A Danish example is engraved by Worsaae,[341] and several from Germany[342] by Lindenschmit.

Iron palstaves with and without loops, some of them closely approximating to the form of Fig. 85, but others more like the ordinary Italian form of palstave, with a broad chisel-like blade, have been found in the cemetery of Hallstatt.[343] In a specimen in my own collection the side flanges are ornamented with transverse ribs, precisely like those on some of the bronze palstaves from the same locality. In one instance the upper part with the flanges is of bronze, and the lower part of the blade of iron or steel.

This form of instrument, with a section in the form of the letter H above, though easily cast, must have been extremely difficult to forge; and though we can readily trace its evolution in cast bronze, it so ill accorded with the necessary conditions for the profitable working of malleable iron that it seems soon to have disappeared when iron came into general use. The fact of the form occurring at all in iron shows that the iron instruments were made in imitation of those in bronze, and not the bronze in imitation of the iron. The same observation holds good with the iron socketed celts, spear-heads, and swords from the same cemetery.

Looped palstaves, without sufficient details being given of their types, are recorded to have been found in Harewood Square, London,[344] Oxford,[345] Devonshire,[346] and with socketed celts, near Kidwelly,[347] Caermarthen.

A looped palstave rather like Fig. 75 is said to have been found in a barrow near St. Austell,[348] Cornwall, in 1791, but no details are given.

Palstaves provided with a loop on either side are of rare occurrence in the British Islands.

A specimen found in 1871 at Penvores,[349] near Mawgan-in-Meneage, Cornwall, is engraved as Fig. 86. In character it closely resembles that from Brassington, Fig. 76, the main difference consisting in its second loop. This specimen, with another from Cornwall and two from Ireland, was exhibited to the Society of Antiquaries in 1873, and is now in the British Museum. In the same collection is another, 6½ inches long, somewhat lighter below the stop-ridge, and having the central rib less fully developed on the blade. It was found in Somersetshire in 1868, in making the Cheddar Valley line of railway. Another found in 1842, near South Petherton,[350] in the same county, is in the possession of Mr. Norris at that place.
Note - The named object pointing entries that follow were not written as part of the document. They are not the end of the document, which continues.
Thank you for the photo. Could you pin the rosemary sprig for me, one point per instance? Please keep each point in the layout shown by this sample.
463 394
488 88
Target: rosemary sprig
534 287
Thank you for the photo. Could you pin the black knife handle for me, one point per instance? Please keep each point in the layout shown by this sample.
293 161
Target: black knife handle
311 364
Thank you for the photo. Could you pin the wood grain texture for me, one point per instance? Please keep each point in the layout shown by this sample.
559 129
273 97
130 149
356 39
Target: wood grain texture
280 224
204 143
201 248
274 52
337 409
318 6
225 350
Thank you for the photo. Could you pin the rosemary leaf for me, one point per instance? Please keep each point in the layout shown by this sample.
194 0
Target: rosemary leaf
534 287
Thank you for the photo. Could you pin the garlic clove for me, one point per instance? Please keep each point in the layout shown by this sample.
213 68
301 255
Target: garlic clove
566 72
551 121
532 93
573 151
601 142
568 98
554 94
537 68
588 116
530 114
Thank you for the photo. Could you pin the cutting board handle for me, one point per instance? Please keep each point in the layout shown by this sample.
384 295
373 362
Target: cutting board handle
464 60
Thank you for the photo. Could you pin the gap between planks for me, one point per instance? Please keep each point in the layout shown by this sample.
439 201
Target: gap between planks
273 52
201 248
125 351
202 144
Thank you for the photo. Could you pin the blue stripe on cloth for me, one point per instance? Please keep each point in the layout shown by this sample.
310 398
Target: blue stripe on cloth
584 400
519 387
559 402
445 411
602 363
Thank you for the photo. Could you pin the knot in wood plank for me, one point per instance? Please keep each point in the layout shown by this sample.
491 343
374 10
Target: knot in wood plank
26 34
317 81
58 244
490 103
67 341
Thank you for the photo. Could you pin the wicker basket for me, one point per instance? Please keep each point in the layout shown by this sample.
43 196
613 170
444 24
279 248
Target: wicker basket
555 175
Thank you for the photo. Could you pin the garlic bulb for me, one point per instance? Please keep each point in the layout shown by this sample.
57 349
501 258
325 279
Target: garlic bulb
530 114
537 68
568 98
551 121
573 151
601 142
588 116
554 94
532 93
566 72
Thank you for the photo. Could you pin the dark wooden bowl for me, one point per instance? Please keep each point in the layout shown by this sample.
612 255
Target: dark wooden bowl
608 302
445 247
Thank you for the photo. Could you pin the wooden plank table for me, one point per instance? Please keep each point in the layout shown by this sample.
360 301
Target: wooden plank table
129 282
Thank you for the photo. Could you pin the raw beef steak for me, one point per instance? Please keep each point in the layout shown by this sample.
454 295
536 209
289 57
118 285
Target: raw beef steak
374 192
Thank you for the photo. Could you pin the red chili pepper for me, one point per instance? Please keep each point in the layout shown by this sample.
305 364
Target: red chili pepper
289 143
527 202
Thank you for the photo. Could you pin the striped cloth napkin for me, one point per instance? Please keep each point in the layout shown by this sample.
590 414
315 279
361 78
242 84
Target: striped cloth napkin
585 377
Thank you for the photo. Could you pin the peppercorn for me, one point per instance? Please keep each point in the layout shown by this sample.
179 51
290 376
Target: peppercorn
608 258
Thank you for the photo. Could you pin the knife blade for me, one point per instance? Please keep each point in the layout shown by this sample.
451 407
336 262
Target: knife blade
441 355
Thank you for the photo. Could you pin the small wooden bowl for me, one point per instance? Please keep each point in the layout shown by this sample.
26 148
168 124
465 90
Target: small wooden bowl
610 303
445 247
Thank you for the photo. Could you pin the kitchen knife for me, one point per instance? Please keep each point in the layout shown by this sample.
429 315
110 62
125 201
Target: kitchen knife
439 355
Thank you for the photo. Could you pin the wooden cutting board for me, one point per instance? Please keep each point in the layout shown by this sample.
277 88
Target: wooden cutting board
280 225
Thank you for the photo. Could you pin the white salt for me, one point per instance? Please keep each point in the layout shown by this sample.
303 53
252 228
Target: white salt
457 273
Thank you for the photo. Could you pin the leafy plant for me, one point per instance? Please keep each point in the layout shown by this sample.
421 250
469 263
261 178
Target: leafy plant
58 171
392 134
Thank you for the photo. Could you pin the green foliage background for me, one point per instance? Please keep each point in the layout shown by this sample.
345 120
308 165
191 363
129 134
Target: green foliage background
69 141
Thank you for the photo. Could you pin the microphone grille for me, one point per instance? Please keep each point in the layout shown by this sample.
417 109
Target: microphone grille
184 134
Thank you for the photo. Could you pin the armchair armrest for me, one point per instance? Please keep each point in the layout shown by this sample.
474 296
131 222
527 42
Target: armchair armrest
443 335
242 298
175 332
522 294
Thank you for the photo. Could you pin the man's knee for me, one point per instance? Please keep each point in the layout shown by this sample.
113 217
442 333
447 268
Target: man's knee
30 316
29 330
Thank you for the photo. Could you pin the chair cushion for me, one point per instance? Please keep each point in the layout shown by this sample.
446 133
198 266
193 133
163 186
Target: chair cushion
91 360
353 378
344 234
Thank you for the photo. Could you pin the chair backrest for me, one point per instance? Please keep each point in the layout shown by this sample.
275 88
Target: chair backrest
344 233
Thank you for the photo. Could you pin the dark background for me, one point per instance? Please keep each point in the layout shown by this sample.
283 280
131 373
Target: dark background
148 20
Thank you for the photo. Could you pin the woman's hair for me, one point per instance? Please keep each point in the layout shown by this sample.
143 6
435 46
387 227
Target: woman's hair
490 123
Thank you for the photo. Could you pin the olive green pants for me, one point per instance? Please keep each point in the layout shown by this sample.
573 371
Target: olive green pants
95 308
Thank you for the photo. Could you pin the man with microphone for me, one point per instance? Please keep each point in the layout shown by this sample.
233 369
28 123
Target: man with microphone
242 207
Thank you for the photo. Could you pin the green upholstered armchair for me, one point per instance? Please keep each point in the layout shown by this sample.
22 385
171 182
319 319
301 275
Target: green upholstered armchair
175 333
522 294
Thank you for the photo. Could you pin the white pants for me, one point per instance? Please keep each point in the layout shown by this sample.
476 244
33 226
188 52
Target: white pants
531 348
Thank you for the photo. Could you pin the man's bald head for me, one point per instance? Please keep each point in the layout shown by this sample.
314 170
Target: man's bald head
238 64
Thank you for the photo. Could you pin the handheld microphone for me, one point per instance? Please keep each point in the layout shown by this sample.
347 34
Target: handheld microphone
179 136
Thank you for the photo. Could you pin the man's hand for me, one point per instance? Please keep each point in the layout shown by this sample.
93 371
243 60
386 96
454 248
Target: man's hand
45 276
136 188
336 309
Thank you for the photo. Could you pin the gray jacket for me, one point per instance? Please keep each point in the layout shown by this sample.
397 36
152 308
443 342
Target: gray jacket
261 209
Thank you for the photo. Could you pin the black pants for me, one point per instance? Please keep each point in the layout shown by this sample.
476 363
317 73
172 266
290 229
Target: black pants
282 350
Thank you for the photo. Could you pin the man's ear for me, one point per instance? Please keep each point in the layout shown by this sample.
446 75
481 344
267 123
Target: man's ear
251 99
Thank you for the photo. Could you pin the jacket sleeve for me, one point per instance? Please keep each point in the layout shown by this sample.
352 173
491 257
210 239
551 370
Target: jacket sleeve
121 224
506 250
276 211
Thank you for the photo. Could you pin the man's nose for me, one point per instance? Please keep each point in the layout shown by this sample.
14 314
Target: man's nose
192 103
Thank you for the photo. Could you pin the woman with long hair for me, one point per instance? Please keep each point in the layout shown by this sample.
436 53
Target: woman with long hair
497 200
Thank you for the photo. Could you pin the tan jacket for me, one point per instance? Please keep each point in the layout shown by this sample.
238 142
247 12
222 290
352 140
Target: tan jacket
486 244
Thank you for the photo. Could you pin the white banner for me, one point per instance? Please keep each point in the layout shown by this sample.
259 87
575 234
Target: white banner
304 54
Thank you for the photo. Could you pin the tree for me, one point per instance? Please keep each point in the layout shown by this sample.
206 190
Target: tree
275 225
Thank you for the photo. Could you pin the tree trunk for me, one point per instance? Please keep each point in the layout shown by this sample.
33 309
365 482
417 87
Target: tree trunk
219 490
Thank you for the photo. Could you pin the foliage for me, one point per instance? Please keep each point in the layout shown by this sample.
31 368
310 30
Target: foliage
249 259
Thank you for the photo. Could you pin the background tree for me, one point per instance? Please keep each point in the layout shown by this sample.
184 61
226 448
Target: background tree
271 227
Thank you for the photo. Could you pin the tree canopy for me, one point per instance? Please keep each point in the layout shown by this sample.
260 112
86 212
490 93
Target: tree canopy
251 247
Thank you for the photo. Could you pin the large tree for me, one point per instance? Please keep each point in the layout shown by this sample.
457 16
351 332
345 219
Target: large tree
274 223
——— Fig. 86.—Penvores. ½ ———— Fig. 87.—West Buckland. ½

Another example, shown in Fig. 87 was found at West Buckland,[351] Somersetshire, and is in the collection of Mr. W. A. Sanford. With it were discovered a torque (Fig. 468,) and a bracelet, (Fig. 481,) and also some charcoal and burnt bones, but there was no sign of any tumulus. Irish specimens will be subsequently mentioned.